For more information visit www.bryanston.co.uk/educationsummit.
More speakers will be confirmed nearer the time, and please do keep checking our website for further details, as well as following the summit on Twitter (@bryedusummit).

3 February 2017

Creating the right environment

One of the most difficult questions I have faced as Head came about ten years ago, during a Blues’ (prefects’) meeting.

“So, what do you do as a head then?”

I think the boy was rather surprised, firstly that the words hadn’t just rolled around inside his mind but had actually come out of his mouth, and secondly by the moment’s profound silence with which all his fellow Blues had met his earnest enquiry.

It seemed to me a perfectly decent question (though somewhat unexpected in the context of the meeting). I muttered something in reply, about welcoming lots of prospective pupils and parents, dealing with lots of current pupils and parents, watching matches every Saturday, the odd bit of Latin teaching, and - my least favourite activity of all time - attending meetings. And, worse still, meetings about meetings. I have often mused subsequently that none of this did justice to Jonathan’s question.

A head’s job is frankly a rather barmy one. You have what one of my governors once described as a large number of different client stakeholders. There are, of course, pupils and prospective pupils, parents and prospective parents, current staff, former staff, former pupils, governors past and present, and other members of the extended Bryanston family. There are also relations to be maintained with other schools, particularly, but not exclusively, prep schools (I and other members of staff govern at a wide range of them) and we may even be involved in an academy school too. But that is still not enough of an answer to Jonathan’s question. It’s just the transactional stuff.

I spend a good deal of my time on the above, it’s true, and my diary looks like a piece of cake some days and a merciless assault course other days. And that despite the careful ministrations of clever and kind PAs. If you’re not careful you can spend too much time in your study and not enough time out and about. I struggle to escape sometimes. And having started my career as an unimpressive articled clerk to a notary public, I’m a bit allergic to being stuck behind a desk.

The truth is that the job of a head is not a job at all. It’s a vocation. And the thing that drives me, and I believe all my colleagues in all schools of different shapes and sizes, is the physical and mental wellbeing and intellectual and spiritual growth of all the pupils in our care. It’s what gets us out of bed every morning.

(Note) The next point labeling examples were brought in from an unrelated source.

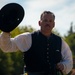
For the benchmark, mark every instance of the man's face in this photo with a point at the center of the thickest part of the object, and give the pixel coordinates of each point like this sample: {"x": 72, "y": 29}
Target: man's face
{"x": 47, "y": 23}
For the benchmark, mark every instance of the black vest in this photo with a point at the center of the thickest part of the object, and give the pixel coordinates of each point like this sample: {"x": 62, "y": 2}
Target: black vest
{"x": 44, "y": 53}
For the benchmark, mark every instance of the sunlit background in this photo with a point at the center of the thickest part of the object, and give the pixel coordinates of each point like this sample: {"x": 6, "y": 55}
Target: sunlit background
{"x": 64, "y": 11}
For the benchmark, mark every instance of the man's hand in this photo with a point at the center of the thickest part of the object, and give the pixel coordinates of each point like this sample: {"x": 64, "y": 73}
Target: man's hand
{"x": 60, "y": 66}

It’s what takes me from D chapel on weekday mornings (not often enough, I’m ashamed to say) to A3 discussion groups on Tuesday and Thursday evenings. It’s what draws me to the touchline, to the theatre, to the art studio and the concert hall. There is a joy and energy, which frankly can only be gained from spending time in the company of talented and interesting pupils and staff. It can’t be found from behind a desk. In fact, it’s hard to imagine it can be found in many other walks of life.

I believe my job is to create the right environment. One in which our pupils and staff can thrive and enjoy teaching and learning. It’s what I aim for. Sometimes that seems a ridiculously ambitious aim. Other times the world spins perfectly on its axis and everything seems to be swept along in this joyful endeavour. The real reward, of course, is in seeing our young people leave school at 18 ready to take on the world with confidence. That’s when you really know you’ve done your job as a head. And that, I hope, at long last, goes at least some way to answering Jonathan’s question.